Este seria mais um post destinado ao lixo não fosse a receita à qual cheguei depois de ler que Leonard Cohen vai para o Rock and Roll Hall of Fame (atenção!, começam a sair algumas das datas da digressão de Leonard Cohen irá realizar este ano). Vem também a propósito de umas palavras que escrevi ontem sobre parte da minha curta existência em Moçambique.
A casa do Alex, por exemplo, não podia ir sem tempo. Deixava-lhe o carro a arranjar, mas isso era um pormenor insignificante. Havia sempre chá e, mais do que uma vez, comida. Num sábado, quase que estava a regressar a Portugal, fez-se um almoço, um dos almoços do Alex que começam cedo e acabam tarde.
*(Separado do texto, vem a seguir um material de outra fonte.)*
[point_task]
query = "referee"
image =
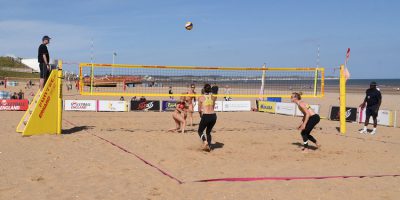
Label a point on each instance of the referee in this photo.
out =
(44, 59)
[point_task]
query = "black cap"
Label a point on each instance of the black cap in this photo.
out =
(46, 38)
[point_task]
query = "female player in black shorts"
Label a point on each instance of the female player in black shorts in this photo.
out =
(310, 119)
(208, 116)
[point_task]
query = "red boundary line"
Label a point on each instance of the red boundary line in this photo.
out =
(137, 156)
(243, 179)
(290, 178)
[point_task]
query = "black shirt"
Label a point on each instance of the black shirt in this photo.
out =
(43, 50)
(373, 97)
(214, 89)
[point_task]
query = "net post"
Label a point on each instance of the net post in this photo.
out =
(91, 79)
(322, 82)
(59, 99)
(342, 100)
(315, 81)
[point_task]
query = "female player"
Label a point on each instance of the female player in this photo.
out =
(179, 117)
(189, 100)
(310, 119)
(208, 116)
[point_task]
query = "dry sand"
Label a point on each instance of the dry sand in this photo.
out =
(79, 165)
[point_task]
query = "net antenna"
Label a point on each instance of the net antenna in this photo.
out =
(262, 82)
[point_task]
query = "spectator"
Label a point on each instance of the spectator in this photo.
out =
(14, 96)
(170, 92)
(44, 61)
(372, 100)
(20, 94)
(215, 88)
(227, 93)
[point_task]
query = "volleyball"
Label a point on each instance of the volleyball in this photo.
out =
(189, 26)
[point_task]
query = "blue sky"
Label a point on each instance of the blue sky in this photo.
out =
(226, 33)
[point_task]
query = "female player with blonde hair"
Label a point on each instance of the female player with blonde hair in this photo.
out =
(179, 117)
(310, 119)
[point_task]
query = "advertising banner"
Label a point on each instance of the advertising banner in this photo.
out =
(168, 105)
(267, 106)
(217, 108)
(145, 105)
(314, 107)
(286, 108)
(385, 117)
(351, 113)
(80, 105)
(228, 106)
(14, 104)
(112, 106)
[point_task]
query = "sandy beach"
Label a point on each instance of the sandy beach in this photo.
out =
(81, 164)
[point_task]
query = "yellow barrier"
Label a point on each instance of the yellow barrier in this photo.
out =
(44, 115)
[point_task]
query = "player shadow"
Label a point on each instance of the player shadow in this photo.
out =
(217, 145)
(301, 145)
(76, 129)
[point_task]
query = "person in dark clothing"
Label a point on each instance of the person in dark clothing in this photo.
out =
(310, 120)
(170, 92)
(44, 61)
(372, 100)
(20, 94)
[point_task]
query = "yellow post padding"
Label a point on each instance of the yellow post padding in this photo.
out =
(342, 100)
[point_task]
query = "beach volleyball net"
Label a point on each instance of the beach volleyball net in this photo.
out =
(161, 81)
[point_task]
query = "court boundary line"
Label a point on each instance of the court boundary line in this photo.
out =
(234, 179)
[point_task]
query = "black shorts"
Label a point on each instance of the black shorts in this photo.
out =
(371, 112)
(44, 72)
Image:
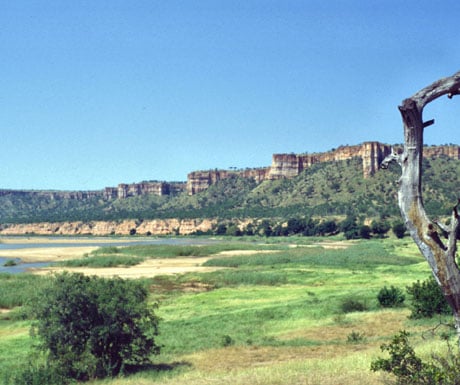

Peixe e carne, para que todos se pudessem servir três e quatro vezes, arroz, batatas, salada, sobremesa e, antes de tudo isso, Chumus, Hummus, Oumos ou Humus: uma pasta de grão-de-bico, fácil de fazer, de origem líbanesa, tal como ele.
e assim continuo
No mercado de Viena, no Naschmarkt, Chumus, Hummus, Oumos ou Humus existe em cada esquina, em cada montra e ali, neste fim de semana, regressei outra vez a Maputo. O Alex há-de continuar por lá, a vida está diferente, que as amizades nem sempre duram, mas o Chumus, Hummus, Oumos ou Humus, também um dia que o faça eu, será sempre dele (frase muito ranhosa!).
A Bimby é que deve fazer um bom Chumus, Hummus, Oumos ou Humus.